Clin Res Cardiol (2023). https://doi.org/10.1007/s00392-023-02180-w

Global and segmental myocardial strain are significantly impaired in patients with Takotsubo syndrome compared to patients with different entities of MINOCA
R. Dettori1, A. Milzi1, R. K. Lubberich1, M. Frick1, K. Burgmaier2, S. Reith3, N. Marx1, M. Burgmaier1
1Med. Klinik I - Kardiologie, Angiologie und Internistische Intensivmedizin, Uniklinik RWTH Aachen, Aachen; 2Kinder- und Jugendmedizin, Uniklinik Köln, Köln; 3Innere Medizin III, Kardiologie/Angiologie, St. Franziskus-Hospital, Münster;

Introduction

Takotsubo syndrome (TS) is defined as a transient dysfunction of the left ventricle in the absence of coronary artery obstruction which is characterized by different types of wall motion abnormalities, in most cases of the apical and mid-ventricular segments. Several studies, especially based on echocardiographic myocardial strain analysis, already showed a relevant impairment of global and segmental longitudinal strain in patients with TS. However, the difference of global and segmental strain analysis between patients with TS and other entities of myocardial infarction without obstructive coronary artery disease (MINOCA) is still incompletely understood. Thus, the aim of this study was to compare global and segmental myocardial strain in cardiac magnetic resonance imaging (CMR) in patients with TS and patients with different entities of MINOCA.

Methods

We retrospectively performed myocardial strain analysis in CMR in patients with TS (n= 12) and different entities of MINOCA (unclear n= 20, ischemic n=16, inflammatory/infiltrative/toxic n=11). In all patients, global longitudinal strain (GLS), global circumferential strain (GCS) and global radial strain (GRS) analysis of the left ventricle were performed. Furthermore, segmental longitudinal (SLS), circumferential (SCS) and radial strain (SRS) of all segments according to the AHA 16/17-segment model was accomplished.

Results

GLS was impaired in patients with TS (GLS: -11.54±2.3%) compared to patients with different entities of MINOCA (GLS: -14.06±2.84% in MINOCA of ischemic cause, p=0.019; -13.96±2.49% in MINOCA of unclear cause, p= 0.019; -13.63±2.36% in MINOCA of inflammatory/infiltrative/toxic cause, p= 0.073). Similar data were obtained for GCS and GRS.

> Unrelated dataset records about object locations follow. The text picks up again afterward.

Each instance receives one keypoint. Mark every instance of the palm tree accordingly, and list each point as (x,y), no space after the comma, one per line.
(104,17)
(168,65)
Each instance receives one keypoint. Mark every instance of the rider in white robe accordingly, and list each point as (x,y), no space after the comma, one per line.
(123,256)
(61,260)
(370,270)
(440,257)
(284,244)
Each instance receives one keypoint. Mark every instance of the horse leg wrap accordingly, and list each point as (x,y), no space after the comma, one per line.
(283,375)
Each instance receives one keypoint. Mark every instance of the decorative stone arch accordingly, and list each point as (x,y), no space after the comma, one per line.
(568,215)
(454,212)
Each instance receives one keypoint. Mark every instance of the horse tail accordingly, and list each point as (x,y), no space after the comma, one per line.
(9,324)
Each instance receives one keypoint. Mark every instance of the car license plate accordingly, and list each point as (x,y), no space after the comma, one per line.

Interestingly, the decrease in global strain analysis was mostly driven by a decrease in segmental strain analysis of segments 13, 14 and 17, which are the apical segments supplied by the left anterior descending coronary artery (segment 13: SLS: -10.28±3.15%; segment 14: SLS:-10.41±3.06%; segment 17: SLS:-11.49±4.24%) when compared to other forms of MINOCA (segment 13: SLS: -14±2.6% in MINOCA of unclear cause, p= 0.004; SLS:-13.2±3.71% in MINOCA of ischemic cause, p=0.031; SLS: -13.73±3.07% in MINOCA of inflammatory/ infiltrative/ toxic cause, p=0.020, similar data for segment 14 and 17 as well as for SCS and SRS).

Conclusion

Global strain analysis as determined in CMR is significantly impaired in patients with TS compared to patients with MINOCA of other entities, which may be explained by a decrease in myocardial strain of apical segments supplied by the left anterior descending coronary artery.